Chapter 6. Memorization methods
This chapter covers
- Building single-variable models
- Cross-validated variable selection
- Building basic multivariable models
- Starting with decision trees, nearest neighbor, and naive Bayes models
The simplest methods in data science are what we call memorization methods. These are methods that generate answers by returning a majority category (in the case of classification) or average value (in the case of scoring) of a subset of the original training data. These methods can vary from models depending on a single variable (similar to the analyst’s pivot table), to decision trees (similar to what are called business rules), to nearest neighbor and Naive Bayes methods.[1] In this chapter, you’ll learn how to use these memorization methods to solve classification problems (though the same techniques also work for scoring problems).
1 Be aware: memorization methods are a nonstandard classification of techniques that we’re using to organize our discussion.
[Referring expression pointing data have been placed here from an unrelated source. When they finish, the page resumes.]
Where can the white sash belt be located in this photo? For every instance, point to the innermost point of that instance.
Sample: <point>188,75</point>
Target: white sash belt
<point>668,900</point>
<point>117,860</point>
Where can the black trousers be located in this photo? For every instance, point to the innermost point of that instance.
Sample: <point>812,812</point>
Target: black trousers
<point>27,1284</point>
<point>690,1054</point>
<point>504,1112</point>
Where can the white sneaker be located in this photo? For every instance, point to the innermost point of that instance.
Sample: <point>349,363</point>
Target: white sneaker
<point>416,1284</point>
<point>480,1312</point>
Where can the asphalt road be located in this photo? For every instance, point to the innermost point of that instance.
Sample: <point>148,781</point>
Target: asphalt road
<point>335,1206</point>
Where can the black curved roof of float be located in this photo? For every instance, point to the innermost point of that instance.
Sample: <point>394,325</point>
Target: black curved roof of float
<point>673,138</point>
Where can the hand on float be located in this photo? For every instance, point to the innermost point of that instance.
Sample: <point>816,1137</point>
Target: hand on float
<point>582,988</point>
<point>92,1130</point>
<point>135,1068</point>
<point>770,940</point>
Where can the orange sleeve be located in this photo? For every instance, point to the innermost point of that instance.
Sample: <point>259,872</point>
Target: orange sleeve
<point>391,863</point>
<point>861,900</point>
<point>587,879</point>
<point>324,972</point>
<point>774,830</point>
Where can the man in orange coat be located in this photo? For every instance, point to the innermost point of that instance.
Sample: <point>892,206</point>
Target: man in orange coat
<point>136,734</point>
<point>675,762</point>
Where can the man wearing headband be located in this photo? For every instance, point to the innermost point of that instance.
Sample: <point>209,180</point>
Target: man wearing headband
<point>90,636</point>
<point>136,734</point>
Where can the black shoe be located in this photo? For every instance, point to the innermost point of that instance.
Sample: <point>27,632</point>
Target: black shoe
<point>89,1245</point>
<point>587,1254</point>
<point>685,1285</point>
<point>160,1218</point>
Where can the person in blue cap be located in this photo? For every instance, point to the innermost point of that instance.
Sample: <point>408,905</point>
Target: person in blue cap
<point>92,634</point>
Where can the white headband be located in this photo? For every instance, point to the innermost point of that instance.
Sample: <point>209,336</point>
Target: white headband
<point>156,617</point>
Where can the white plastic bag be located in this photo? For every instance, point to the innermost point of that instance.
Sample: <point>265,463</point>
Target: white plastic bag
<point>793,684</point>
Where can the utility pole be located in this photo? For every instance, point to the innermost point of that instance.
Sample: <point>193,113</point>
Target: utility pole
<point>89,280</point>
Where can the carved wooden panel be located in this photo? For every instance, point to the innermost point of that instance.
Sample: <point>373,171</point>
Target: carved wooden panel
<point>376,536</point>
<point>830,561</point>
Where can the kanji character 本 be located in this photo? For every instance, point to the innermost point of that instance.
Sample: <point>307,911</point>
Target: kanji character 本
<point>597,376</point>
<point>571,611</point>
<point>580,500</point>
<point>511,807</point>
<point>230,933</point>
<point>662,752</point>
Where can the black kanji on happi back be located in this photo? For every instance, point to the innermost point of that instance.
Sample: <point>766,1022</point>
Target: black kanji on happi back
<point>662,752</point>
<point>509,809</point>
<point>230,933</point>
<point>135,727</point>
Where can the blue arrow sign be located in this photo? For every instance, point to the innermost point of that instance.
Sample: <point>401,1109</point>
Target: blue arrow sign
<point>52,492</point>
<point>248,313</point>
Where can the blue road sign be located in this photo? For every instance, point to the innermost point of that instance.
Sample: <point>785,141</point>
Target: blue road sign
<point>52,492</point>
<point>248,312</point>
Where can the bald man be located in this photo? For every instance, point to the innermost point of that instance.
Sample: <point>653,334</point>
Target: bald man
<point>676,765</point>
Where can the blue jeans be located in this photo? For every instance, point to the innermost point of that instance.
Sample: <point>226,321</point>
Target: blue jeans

We’ll demonstrate all of the techniques in this chapter on the KDD Cup 2009 dataset as our example dataset. The Conference on Knowledge Discovery and Data Mining (KDD) is the premier conference on machine learning methods. Every year KDD hosts a data mining cup, where teams analyze a dataset and then are ranked against each other. The KDD Cup is a huge deal and the inspiration for the famous Netflix Prize and even Kaggle competitions.